Dieselpunk features prominently in the gaming industry, in both tabletop role-playing games and computer and console video games.[28] World War II is a popular theme in dieselpunk games. One of the more prominent of these was Activision's Return to Castle Wolfenstein,[29] as well as the sequel game to the 2009 game Wolfenstein, Wolfenstein: The New Order, which takes place in an alternate 1960s Europe where the Nazis have won World War II. Other dieselpunk games include Command & Conquer: Red Alert (1996),[29] Crimson Skies (1998 board game, 2000 video game), Iron Storm (2002),[30] You Are Empty (2006),[31] Scythe (2016), Turning Point: Fall of Liberty (2008),[16] Sine Mora (2012),[32] Iron Harvest (2020),[33] HighFleet (2021).

Cinema and television[edit]

With regard to moving pictures, dieselpunk combines the tropes, character archetypes, and settings of diesel-era fiction genres such as Serial Adventure, Noir,[34] Pulp, and War with postmodern storytelling techniques and cinematography. Inspirations for dieselpunk cinema include Metropolis (1927)[25] and Things To Come (1936), thanks to their period visions of utopian culture and technology.[1] Even the popular film Star Wars (1977) has been noted as having strong dieselpunk influences, as it drew heavily on pulp and World War II iconography but mixed them with futuristic settings.[35] Some even argued that the steampunk country named Steamland, led by an odd industrialist named Alva Gunderson voiced by Richard Ayoade, in the American fantasy animated sitcom, Disenchantment, created by Matt Groening for Netflix, was "dieselpunk inspired."[36]

Some commonly referenced examples of dieselpunk cinema and television include:

Visual art[edit]

According to an article titled "Dieselpunk: Love Affair with a Machine", published in the online magazine Dark Roasted Blend, dieselpunk art "takes an interest in various bizarre machines, full of esoteric levers, cracked-glass meters – all visually intense and pretty sinister-looking, when photographed."[57] The article references Japanese artist Shunya Yamashita's having created one of the definitive examples of dieselpunk art with his work I Can't Explain.[58] The article also references Kow Yokoyama as a dieselpunk artist with his figurine series titled Maschinen Krieger.[59]

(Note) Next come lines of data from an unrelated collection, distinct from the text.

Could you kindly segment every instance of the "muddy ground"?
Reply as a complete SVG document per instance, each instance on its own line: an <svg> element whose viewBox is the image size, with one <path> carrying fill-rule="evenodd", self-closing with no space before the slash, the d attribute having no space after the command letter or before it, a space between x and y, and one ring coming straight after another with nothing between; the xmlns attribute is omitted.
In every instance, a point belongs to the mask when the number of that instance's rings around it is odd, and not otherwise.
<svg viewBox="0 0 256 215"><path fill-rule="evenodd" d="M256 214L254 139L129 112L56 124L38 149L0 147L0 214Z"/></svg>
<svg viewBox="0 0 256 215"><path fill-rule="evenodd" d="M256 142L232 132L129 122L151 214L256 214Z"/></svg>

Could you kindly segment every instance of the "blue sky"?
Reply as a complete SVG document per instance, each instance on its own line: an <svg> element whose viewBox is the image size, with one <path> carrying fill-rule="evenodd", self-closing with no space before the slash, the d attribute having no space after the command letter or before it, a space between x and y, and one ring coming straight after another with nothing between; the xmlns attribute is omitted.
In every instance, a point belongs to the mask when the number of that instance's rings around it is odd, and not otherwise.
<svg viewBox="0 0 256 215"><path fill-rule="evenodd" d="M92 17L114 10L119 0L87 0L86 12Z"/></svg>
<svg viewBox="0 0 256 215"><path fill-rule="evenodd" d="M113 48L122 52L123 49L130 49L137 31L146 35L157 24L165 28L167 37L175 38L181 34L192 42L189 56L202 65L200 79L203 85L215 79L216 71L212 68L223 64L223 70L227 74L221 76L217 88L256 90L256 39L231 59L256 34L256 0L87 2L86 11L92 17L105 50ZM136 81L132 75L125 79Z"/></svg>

Other prominent artists in the dieselpunk movement include: Alexey Lipatov,[60] Stefan Prohaczka,[61] ixlrlxi,[62][63] Keith Thompson,[64] Rob Schwager,[65] and Sam Van Olffen.[66][67][68]

As a subculture[edit]

A person defined as a dieselpunk draws inspiration and entertainment from the aesthetics of the diesel era to achieve independence from contemporary aesthetics by blending the literature, artwork, fashion, grooming styles, modes of personal transportation, music, and technology of the diesel era with contemporary sensibilities.[69] The "punk" in "dieselpunk" can be interpreted as a rejection of contemporary society[70] and contemporary styles.[28]

Part of dieselpunk's postmodern nature can be seen in the important role that the internet as a tool of international communication plays in its development. In addition to two prominent dieselpunk online communities, Dieselpunks and Never Was Lounge, there are a number of online magazines dedicated to the genre, including Dieselpunk Encyclopedia, Dizelpanki, The Flying Fortress, Never Was and Vintage Future, and several blogs which are simply titled "Dieselpunk".[71][72]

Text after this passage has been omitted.